Esiste ancora l’articolo 67?
Troppo timidamente, per l’importanza che ha, si sta sviluppando nel Paese un dibattito sull’art. 67 della nostra Costituzione che recita: "Ogni membro del Parlamento rappresenta la Nazione ed esercita le sue funzioni senza vincolo di mandato". Sedici parole di fondamentale importanza per la nostra democrazia. Ma perché i nostri Padri Fondatori hanno introdotto questo articolo nella carta fondamentale?
La risposta non è proprio semplice: il diritto-dovere del cittadino è eleggere i propri rappresentanti; costoro però, nel momento in cui sono eletti, rappresentano tutta la collettività nazionale e non solo i cittadini del proprio collegio.

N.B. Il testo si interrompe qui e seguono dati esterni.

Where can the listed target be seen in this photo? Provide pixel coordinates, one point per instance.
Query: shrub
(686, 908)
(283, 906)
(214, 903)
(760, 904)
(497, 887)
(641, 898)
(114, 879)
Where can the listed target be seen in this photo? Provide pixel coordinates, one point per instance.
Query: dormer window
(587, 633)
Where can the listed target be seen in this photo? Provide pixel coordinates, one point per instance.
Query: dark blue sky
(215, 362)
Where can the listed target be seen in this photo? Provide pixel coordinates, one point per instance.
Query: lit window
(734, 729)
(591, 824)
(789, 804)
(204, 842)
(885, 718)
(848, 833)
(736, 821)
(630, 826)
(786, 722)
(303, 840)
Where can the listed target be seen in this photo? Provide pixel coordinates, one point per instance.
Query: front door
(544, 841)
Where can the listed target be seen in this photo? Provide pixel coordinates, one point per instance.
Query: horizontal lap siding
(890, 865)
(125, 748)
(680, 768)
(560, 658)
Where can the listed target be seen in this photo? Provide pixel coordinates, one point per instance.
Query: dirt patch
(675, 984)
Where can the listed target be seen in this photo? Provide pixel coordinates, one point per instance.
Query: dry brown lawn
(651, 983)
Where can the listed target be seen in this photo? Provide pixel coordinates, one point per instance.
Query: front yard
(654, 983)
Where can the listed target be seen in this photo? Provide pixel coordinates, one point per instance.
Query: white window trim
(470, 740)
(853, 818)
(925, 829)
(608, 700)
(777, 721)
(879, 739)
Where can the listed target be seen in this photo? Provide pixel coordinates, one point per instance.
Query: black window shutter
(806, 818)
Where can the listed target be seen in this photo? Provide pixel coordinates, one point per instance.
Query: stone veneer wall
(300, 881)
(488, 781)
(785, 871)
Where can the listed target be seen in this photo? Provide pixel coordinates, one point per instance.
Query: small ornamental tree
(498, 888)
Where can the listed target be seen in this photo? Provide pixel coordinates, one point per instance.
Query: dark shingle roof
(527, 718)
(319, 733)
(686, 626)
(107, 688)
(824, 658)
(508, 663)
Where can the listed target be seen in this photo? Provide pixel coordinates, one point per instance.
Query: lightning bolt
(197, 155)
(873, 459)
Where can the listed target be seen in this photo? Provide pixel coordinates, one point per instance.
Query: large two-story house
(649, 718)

Ne consegue che il loro mandato è svincolato da tutto e da tutti, compresi i partiti nelle cui liste sono stati eletti, le coalizioni di cui eventualmente questi partiti fanno parte, i governi che eventualmente sostengono ed ancor più sono svincolati - secondo la Costituzione - da eventuali leader sotto il cui nome-simbolo sono stati eletti.
Sbaglia grossolanamente (e falsifica la realtà costituzionale) chi, per esempio, di questi tempi va predicando che i finiani tradiscono il mandato popolare se si sganciano dalla maggioranza. Il mandato popolare prevede la rappresentanza di tutta la Nazione ed ogni azione in Parlamento è legittima, come lo fu quella della Lega nel famoso ribaltone del primo governo Berlusconi.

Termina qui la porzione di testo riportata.